In Puducherry, southern India, around 12,000 unexplored palm leaf manuscripts are stored. They date from the late 18th and 19th centuries and are among the oldest preserved manuscripts of this kind. For historians, they are among the most important sources on religion, history, astrology, and medicine of a scriptural culture that is approximately two thousand years old and one of the most significant in the world.
However, because the exact origin of the manuscripts is almost always unknown, many questions remain open, such as the spread of certain religious cults. Researchers from the Excellence Cluster "Understanding Written Artefacts" (UWA) and scientists from India now want to jointly clarify some of these questions: through material scientific analyses of the manuscripts in a uniquely designed container laboratory. It consists of a total of seven containers. Five contain laboratory rooms, another provides power generators and water supplies, and a seventh serves as storage.

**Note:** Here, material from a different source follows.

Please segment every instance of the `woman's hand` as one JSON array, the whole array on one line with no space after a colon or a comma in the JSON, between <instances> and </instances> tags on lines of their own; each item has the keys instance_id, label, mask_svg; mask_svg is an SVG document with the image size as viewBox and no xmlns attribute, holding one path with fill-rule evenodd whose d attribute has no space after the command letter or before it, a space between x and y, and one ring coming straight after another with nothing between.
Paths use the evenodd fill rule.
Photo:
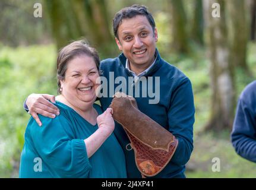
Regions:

"We assemble the necessary equipment individually for this and any new deployment," says Prof. Dr. Markus Fischer, chemist and head of the container lab project at the University of Hamburg. Fischer was significantly involved in the development of the laboratory, which was custom-built according to the specifications of the Hamburg Excellence Cluster. It is equipped, for example, with a cleanroom for molecular biological work to identify the palm species whose leaves served as writing material. The unknown authors often wrote with a pigment made from rust. Identical rust particles or recurring DNA structures in palm leaves could indicate a common origin of different manuscripts.
Deployment in Heat and Heavy Rain
The conditions during the six-week sea voyage and the climate in southern India pose major challenges for the research. "In summer, the average temperature there exceeds 30 degrees Celsius, and in October, the monsoon begins with its extreme humidity. We have tested many devices here in Hamburg for their robustness and now hope they will perform well on site," Fischer explains.
The researcher will accompany the container laboratory for several weeks, as will two chemists from the University of Hamburg and the scientific director of the project, Indologist Dr. Giovanni Ciotti. "A major challenge is that only non-invasive or minimally invasive methods are suitable for examining the manuscripts. They are part of UNESCO's World Document Heritage. You can't just cut off a piece and put it under a microscope, so to speak," says Ciotti.
The documents are located on the grounds of the Institut Français and the École française d’Extrême-Orient in Puducherry. Since 2005, they have been part of the UNESCO World Document Heritage—along with, for example, the Gutenberg Bible of 1455 or the Magna Carta of 1215. The researchers from the UWA Excellence Cluster are conducting the examination of the palm leaf manuscripts in collaboration with scientists from the Institut Français de Pondichéry (IFP) and the National Institute of Advanced Studies (NIAS) in Bangalore.